In the late 1880s, there were a few good years of political wrangling over which wealthy landowner was going to get to sell property to the city to build a market for the growing number of Polish immigrants in what was then the eastern stretches of the city.

postcard, Broadway Market, c.1900

Walden Avenue was an early favorite, but Broadway won out, and in 1888, Buffalo’s “Polish colony” of about 3,500 had a market of their own to match the worship space of their own at the recently built St. Stanislaus Church.

Sophie Frances Nowik remembered the earliest days at the market.

“It was not unusual to see housewives carrying bulging shopping bags made of leather or awning material, with a head of an alert fowl projecting above its top. Occasionally the birds would peck at anyone within reach of their beaks.

“Amid the loud cries of vendors and the whine of blind men with their pencils and wheezy accordions, the housewives stop their baby carriages, sometimes filled with babies, sometimes with vegetables, more often with both, and have their morning chats.”

The original market had a long, skinny building in the middle, but most vendors were outside. That changed when the current market building and parking ramp were built in the mid-1950s.

By 1969, the market was millions in debt with most vendors in arrears in rent for their stalls. Redlinski Meats President Paul Redlinski became president of the market association, and took up the responsibility of collecting the $600,000 in rents each year.

The Redlinski Brothers, Broadway Market, 1983

A decade later, the market seemed to be on firm ground, with 900,000 people visiting the Broadway Market each year. That included what Polish Union President Daniel Kij called the “closet ethnics.”

He told Marilyn Darch in a 1979 Buffalo Spree article that what he meant was the people — not necessarily Polish — who came to the market at Christmas and Easter time for the spectacle of it. Forty years later, these “closet ethnics” make or break a vendor’s year with their annual visits.

To live even part of Darch’s description of the Broadway Market on a weekday 40 years ago, one has to visit during Holy Week or around Christmas.

Broadway Market entrance, 1970s

She says the bland, uninspiring exterior “frames a bevy of activity that assaults, engages, and titillates the senses. The first thing one notices is the sound: the low hum of marketplace banter, the roar of the butchers’ saws, the plop of food onto scales. The cash registers ring out crisp and clear, like cymbals in a marketplace symphony.

“Around the periphery of the building are twenty meat stands where one can purchase not only freshly made Polish sausage, but other ethnic specialties as well. These appreciative eyes noticed fat links of sausage coiled like cobras poised to strike, pale pink ground sausage, speckled white sausage.”
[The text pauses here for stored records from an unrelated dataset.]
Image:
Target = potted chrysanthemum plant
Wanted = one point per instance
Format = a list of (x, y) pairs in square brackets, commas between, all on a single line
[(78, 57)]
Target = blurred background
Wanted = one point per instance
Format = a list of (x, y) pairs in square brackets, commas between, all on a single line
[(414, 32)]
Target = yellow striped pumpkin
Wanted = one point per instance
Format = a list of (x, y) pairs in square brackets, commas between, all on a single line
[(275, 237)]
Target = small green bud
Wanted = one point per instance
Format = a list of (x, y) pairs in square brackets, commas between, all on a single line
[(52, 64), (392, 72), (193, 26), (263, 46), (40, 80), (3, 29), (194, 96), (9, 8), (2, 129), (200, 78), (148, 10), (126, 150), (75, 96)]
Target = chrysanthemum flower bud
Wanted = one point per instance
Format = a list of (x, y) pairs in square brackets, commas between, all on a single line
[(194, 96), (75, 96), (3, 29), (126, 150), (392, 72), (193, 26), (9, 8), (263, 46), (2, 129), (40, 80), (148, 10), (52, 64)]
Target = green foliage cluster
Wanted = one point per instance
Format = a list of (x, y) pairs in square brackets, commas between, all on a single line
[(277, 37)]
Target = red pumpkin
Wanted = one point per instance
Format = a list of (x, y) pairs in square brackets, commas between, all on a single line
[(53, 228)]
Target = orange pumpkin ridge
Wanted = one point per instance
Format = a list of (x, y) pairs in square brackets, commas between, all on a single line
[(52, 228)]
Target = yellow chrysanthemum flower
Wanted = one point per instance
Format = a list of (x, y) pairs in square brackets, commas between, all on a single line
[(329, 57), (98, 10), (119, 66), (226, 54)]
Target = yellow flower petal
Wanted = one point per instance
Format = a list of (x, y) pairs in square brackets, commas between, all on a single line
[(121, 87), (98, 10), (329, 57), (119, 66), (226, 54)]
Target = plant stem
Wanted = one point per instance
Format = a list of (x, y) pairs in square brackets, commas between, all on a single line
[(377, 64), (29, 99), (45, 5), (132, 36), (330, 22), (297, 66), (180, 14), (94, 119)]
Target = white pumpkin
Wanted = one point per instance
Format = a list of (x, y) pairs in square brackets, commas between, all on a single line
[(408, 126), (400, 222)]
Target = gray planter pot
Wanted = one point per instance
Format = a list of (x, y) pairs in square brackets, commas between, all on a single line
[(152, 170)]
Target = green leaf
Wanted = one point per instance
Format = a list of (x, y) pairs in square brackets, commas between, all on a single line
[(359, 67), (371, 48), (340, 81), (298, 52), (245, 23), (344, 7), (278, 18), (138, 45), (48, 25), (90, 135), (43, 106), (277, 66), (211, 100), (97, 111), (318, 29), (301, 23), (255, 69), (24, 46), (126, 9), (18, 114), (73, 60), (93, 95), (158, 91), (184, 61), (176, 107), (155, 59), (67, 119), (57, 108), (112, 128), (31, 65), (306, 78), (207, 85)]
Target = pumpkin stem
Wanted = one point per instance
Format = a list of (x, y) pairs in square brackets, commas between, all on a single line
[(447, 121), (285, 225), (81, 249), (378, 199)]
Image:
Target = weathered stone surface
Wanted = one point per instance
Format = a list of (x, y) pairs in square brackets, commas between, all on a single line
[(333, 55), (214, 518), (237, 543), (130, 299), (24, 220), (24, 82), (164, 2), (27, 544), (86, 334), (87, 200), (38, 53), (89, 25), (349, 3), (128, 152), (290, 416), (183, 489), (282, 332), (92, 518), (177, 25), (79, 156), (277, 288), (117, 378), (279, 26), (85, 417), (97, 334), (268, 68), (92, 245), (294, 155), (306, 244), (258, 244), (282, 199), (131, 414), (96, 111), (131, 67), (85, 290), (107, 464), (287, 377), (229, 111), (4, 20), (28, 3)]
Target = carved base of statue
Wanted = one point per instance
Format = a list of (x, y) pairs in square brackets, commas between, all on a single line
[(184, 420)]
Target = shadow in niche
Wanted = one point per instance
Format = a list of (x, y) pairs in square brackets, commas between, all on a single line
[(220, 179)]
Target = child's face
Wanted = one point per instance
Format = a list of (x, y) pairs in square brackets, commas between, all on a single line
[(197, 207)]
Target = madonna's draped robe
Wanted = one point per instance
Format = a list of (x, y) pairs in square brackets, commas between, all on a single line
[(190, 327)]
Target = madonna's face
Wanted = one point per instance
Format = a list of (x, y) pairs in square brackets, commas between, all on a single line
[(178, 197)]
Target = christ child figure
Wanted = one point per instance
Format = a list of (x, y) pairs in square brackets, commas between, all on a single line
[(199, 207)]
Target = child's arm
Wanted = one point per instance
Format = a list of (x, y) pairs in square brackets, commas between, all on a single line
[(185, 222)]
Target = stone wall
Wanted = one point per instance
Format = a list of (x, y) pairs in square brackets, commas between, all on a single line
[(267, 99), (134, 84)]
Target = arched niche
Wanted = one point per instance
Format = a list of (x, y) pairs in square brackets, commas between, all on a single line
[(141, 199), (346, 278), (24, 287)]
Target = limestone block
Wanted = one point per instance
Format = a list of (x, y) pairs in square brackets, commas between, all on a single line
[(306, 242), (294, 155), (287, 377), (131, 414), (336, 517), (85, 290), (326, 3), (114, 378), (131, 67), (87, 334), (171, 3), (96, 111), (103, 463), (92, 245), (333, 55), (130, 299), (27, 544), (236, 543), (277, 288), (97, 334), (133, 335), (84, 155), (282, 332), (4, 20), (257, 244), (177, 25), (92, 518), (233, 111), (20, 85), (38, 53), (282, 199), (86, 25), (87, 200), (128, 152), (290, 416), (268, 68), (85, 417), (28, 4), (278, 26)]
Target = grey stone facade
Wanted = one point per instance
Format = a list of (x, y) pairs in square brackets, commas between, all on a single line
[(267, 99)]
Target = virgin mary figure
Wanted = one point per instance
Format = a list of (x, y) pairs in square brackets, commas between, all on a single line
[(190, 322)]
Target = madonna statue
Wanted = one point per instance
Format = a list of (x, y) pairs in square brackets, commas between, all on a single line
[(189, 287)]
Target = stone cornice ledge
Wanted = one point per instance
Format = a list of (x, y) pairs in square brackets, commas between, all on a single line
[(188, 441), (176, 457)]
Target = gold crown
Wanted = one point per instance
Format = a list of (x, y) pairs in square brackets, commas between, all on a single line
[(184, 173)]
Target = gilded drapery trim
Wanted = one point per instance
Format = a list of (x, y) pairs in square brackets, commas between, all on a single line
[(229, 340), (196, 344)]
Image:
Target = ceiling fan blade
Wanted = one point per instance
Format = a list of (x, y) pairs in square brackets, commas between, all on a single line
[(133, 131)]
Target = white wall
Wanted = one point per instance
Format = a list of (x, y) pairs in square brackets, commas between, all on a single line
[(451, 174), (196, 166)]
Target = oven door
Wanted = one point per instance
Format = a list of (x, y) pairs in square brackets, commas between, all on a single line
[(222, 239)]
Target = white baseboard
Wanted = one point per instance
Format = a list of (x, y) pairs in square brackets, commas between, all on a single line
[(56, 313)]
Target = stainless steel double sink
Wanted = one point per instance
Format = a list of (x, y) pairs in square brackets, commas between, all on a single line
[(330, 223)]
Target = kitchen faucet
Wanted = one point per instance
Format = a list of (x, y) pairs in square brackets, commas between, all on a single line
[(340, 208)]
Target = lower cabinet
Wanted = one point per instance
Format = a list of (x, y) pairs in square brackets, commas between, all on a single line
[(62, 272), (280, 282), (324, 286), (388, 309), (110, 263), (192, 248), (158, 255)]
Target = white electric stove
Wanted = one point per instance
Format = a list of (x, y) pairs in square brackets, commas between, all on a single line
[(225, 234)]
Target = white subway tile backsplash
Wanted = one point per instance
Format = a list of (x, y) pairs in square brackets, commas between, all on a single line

Redlinski Meats, she reported, sold more than 300,000 pounds of sausage the previous year at the family stall.

The sounds of the Polish language being spoken by women with their heads wrapped in babushkas still filled the Broadway Market 40 years ago, and those women were the mothers, grandmothers, and great-grandmothers of those who’ll visit there this Easter weekend.

The Broadway Market is a different place today, but we visit because there is something of that essence that is still there as we watch the butcher uncoil the sausage and the horseradish jars being filled right before our eyes, and we hear people who don’t know more than ten words of Polish wish each other “Wesołego Alleluja” — Happy Easter in Polish — because it seems to be the right thing to do.